Ces occupations ne m'ont point empêché de barbouiller mes idées sur le papier; et pour épargner la peine de les transcrire, j'ai fait imprimer six exemplaires de mes rêveries: je vous en envoie un. Je n'ai eu que le temps de faire une esquisse; cela devrait être plus étendu; mais c'est à de vrais savants à y mettre la dernière main. Messieurs les encyclopédistes ne seront peut-être pas toujours de mon avis: chacun peut avoir le sien. Toutefois si l'expérience est le plus sûr des guides, j'ose dire que mes assertions sont uniquement fondées sur ce que j'ai vu, et sur ce que j'ai réfléchi.

Vivez, patriarche des êtres pensants, et continuez, comme l'astre de la lumière, à tirer l'univers. Vale. Fédéric.

DU ROI
À Potsdam, le 9 novembre 1777.

Monsieur Bitaubé doit se trouver fort heureux d'avoir vu le patriarche de Ferney.
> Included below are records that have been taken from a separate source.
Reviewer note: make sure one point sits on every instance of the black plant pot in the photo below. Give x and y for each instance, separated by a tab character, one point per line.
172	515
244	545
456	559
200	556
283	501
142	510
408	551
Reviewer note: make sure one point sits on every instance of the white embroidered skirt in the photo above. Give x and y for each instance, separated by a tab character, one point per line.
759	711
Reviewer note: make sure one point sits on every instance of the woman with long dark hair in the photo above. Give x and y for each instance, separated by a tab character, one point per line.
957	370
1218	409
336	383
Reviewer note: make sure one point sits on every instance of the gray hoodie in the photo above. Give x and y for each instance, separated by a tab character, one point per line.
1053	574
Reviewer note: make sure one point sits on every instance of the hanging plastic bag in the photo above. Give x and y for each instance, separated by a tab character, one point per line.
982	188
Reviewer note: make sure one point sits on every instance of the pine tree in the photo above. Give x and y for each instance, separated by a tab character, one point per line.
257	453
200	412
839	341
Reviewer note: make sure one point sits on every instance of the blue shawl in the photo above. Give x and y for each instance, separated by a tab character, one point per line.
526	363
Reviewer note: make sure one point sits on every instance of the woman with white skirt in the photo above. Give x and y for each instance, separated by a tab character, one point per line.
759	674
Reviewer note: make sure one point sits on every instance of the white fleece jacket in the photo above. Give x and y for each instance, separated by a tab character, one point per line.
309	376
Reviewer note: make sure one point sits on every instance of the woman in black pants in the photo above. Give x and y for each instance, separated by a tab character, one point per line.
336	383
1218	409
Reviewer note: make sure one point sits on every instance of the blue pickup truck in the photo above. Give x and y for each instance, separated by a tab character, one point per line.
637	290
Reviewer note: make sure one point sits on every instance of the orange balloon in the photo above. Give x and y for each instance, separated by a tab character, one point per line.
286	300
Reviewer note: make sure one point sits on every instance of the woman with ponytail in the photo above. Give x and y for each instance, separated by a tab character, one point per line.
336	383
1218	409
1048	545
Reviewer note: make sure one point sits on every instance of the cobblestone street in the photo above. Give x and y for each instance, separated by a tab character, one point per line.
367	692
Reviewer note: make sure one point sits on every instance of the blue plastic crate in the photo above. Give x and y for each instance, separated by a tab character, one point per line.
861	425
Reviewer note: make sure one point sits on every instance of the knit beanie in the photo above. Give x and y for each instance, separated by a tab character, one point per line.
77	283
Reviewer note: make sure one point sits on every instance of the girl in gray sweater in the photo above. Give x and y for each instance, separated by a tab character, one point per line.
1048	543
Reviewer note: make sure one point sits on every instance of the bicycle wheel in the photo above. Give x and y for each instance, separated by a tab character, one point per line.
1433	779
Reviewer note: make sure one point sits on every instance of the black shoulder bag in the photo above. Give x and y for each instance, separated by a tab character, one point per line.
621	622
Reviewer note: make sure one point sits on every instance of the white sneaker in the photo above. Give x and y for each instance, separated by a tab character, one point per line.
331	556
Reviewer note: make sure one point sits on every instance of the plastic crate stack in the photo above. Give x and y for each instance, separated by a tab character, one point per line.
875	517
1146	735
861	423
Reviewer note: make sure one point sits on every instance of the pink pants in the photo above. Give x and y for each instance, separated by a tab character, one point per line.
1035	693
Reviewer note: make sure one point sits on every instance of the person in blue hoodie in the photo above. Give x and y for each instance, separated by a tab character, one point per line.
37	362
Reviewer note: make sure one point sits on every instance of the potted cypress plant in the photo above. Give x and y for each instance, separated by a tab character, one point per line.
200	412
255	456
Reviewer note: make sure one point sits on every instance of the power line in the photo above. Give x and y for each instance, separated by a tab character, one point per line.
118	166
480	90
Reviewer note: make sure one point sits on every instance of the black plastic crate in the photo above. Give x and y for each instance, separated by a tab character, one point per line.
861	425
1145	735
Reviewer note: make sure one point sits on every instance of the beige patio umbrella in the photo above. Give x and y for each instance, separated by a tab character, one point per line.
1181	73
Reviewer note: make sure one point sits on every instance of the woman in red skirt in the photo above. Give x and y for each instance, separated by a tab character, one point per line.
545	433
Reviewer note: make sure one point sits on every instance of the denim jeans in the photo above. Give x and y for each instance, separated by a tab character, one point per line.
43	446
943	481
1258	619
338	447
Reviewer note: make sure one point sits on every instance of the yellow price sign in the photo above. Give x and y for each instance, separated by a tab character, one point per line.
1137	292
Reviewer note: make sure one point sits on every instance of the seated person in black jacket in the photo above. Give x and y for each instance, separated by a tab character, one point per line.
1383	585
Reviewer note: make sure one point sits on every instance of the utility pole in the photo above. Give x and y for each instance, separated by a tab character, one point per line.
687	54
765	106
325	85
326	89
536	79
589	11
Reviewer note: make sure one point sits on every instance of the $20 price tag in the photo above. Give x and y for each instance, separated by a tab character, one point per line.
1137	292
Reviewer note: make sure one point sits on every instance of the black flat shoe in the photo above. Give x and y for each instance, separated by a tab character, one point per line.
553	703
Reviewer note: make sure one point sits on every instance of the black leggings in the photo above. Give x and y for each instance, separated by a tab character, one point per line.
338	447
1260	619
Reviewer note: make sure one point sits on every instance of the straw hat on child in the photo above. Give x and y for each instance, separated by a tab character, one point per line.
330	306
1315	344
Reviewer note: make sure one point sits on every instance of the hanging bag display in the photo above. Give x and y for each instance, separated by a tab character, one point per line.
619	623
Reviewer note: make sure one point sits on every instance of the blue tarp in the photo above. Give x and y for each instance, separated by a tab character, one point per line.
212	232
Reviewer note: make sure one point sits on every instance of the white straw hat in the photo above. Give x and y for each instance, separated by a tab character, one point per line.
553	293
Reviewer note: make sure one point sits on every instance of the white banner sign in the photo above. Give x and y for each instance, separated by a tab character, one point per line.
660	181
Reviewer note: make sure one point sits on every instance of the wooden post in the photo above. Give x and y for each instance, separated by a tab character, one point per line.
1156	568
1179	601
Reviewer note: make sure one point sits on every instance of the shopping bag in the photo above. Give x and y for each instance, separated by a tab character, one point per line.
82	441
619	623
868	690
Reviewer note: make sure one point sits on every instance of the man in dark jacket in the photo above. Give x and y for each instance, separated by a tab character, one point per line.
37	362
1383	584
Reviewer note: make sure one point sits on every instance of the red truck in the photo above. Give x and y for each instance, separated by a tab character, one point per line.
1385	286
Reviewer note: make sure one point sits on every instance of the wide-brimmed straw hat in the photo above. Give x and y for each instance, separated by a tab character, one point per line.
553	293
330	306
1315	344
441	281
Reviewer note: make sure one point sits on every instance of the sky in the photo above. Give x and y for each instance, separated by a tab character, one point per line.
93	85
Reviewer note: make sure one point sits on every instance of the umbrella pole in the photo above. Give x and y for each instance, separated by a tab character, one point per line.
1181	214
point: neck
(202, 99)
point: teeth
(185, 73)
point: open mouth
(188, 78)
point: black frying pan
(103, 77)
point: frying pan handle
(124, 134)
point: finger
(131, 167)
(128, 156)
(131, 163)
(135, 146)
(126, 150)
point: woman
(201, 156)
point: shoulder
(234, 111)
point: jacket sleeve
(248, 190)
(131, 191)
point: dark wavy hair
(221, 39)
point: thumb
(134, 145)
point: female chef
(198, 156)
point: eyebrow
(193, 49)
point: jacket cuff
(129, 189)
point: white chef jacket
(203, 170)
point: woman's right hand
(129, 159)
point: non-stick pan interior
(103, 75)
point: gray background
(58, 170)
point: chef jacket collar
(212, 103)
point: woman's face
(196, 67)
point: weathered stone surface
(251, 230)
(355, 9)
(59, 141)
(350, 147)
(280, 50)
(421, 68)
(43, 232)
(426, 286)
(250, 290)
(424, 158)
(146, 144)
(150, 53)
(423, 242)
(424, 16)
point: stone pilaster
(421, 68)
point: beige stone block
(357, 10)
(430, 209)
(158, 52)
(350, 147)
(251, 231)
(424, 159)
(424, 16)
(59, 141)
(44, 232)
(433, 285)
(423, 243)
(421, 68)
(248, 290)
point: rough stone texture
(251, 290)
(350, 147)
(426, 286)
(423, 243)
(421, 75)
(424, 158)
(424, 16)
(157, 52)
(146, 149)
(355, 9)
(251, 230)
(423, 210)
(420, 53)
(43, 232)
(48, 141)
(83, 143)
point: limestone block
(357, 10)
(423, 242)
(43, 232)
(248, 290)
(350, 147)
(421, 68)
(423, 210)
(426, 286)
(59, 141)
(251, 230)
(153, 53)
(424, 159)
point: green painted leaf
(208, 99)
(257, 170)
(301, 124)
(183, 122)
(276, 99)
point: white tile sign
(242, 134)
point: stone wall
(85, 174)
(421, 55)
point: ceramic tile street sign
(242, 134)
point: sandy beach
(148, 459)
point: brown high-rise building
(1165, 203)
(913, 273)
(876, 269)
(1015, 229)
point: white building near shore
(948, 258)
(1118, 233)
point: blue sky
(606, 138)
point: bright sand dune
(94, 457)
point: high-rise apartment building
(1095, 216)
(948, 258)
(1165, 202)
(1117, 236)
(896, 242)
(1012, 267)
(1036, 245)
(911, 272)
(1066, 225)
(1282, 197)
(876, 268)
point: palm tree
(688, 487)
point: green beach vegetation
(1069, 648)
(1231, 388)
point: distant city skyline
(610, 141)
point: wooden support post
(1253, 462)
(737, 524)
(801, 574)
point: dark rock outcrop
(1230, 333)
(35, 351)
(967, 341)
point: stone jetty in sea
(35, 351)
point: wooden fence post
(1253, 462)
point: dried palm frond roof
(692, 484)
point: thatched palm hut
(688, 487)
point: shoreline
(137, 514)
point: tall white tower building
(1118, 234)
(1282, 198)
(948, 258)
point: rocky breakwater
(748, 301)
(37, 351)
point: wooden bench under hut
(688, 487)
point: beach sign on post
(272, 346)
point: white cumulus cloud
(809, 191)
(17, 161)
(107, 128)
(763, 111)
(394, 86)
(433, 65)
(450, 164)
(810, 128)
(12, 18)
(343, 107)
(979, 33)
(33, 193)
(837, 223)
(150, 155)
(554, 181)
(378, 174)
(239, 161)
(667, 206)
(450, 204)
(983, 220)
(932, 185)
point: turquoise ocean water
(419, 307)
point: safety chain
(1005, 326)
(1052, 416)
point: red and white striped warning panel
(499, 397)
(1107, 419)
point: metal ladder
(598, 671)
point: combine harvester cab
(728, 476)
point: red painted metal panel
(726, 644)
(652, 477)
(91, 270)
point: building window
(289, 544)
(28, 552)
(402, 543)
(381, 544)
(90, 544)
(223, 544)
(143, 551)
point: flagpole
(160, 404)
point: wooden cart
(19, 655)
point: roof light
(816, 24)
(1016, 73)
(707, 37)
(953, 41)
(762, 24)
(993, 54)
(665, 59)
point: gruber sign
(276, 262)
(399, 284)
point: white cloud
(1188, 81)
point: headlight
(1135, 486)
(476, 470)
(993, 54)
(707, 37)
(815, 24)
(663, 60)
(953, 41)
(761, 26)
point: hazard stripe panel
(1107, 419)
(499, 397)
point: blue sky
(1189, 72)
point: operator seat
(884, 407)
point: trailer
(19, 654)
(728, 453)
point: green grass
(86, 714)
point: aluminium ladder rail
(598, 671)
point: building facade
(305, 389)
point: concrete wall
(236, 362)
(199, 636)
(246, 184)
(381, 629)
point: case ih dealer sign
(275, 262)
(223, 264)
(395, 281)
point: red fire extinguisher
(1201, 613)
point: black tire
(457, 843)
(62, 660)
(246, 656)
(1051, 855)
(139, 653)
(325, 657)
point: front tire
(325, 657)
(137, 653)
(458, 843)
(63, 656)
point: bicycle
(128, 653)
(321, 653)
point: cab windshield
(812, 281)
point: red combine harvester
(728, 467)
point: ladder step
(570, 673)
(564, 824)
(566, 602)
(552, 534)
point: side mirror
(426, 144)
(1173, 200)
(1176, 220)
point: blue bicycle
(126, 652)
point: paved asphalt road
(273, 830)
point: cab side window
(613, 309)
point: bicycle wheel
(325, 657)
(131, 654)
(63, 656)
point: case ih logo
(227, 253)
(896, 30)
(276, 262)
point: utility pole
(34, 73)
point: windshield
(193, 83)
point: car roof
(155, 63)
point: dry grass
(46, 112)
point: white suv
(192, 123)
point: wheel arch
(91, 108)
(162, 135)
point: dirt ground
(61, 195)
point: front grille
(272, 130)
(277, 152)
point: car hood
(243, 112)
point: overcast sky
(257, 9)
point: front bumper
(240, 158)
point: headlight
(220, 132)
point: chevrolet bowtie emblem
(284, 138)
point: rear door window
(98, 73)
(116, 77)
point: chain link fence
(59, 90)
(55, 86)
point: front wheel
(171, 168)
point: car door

Vous êtes l'aimant qui attirez à vous tous les êtres qui pensent: chacun veut voir cet homme unique qui fait la gloire de notre siècle. Le comte de Falkenstein a senti la même attraction; mais, dans sa course, l'astre de Thérèse lui imprima un mouvement centrifuge qui, de tangente en tangente, l'attira à Genève. Un traducteur d'Homère se croit gentilhomme de la chambre de Melpomène, ou marmiton dans les offices d'Apollon; et muni de ce caractère il se présente hardiment à la cour de l'auteur de La Henriade; et celui-là sait abaisser son génie pour se mettre au niveau de ceux qui lui rendent leurs hommages.